The table below outlines what some of those costs would be. According to the purchase terms of the agreement, the River Falls School District can purchase the building for $3,465,000.00 between September 1st, 2024 and August 31st, 2025. 




When you add it all up, if the River Falls School District purchases the building in year two of the 20 year lease agreement, taxpayers will have shelled out over $1 million dollars to temporarily rent the space for a year. A million dollars. 

How is it that a school district in Wisconsin has an extra $1 million sitting around, not needed to keep the lights on or for teacher salaries? Tell me again how poorly funded our schools are if a school district has $1 million to pay for rent and other costs at a new private building project? Doesn’t sound like our education system is woefully underfunded or neglected by the taxpayer. 

If the plan all along was to make this new building the permanent home of the Renaissance Charter Academy, why pursue the long term lease at all? Did the School Board and the Superintendent decide that if they opened up the school and moved the kids in, it would difficult or near impossible for voters to say no to buying the building? Is this a crass political move by the Superintendent and the local politicians to get the kids into their new school, their shiny, gleaming new space with all the cool bells and whistles, and then basically dare the taxpayers to tell these kids no and push them out?

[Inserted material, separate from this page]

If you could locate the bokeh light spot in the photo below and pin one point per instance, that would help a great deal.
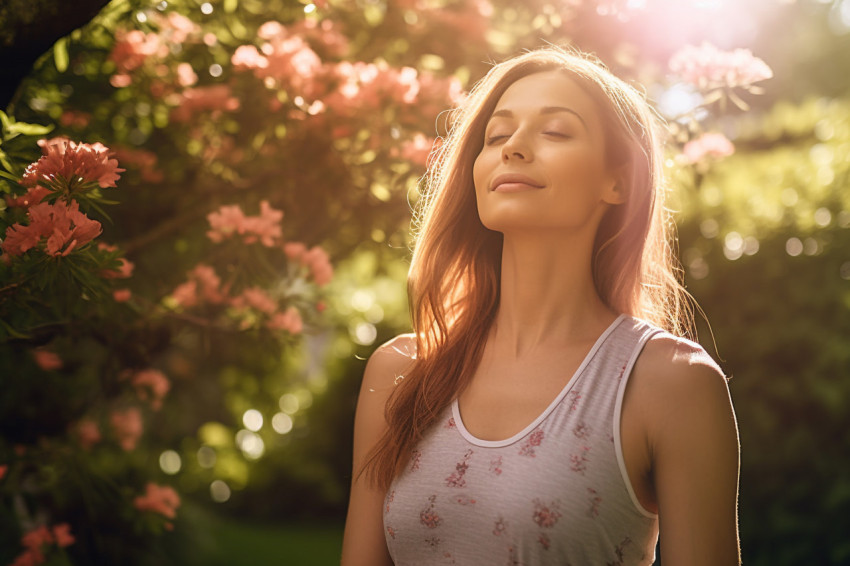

The Renaissance Charter Academy is hoping to move into their new space later this month. While questions linger about why the district did not pursue a new school building through the traditional referendum process and some will say that the time to do anything about this spending has passed, local taxpayers need to engage so that this deal does not get worse.

Put aside the questionable tactic of moving the kids in first to the new building before going to referendum, taxpayers and parents need to be advocates for the district and what is in the best interest of all the children of the district. It’s not too late to speak up, ask questions, and look for a better solution, a solution that will meet the needs of the children and the taxpayers.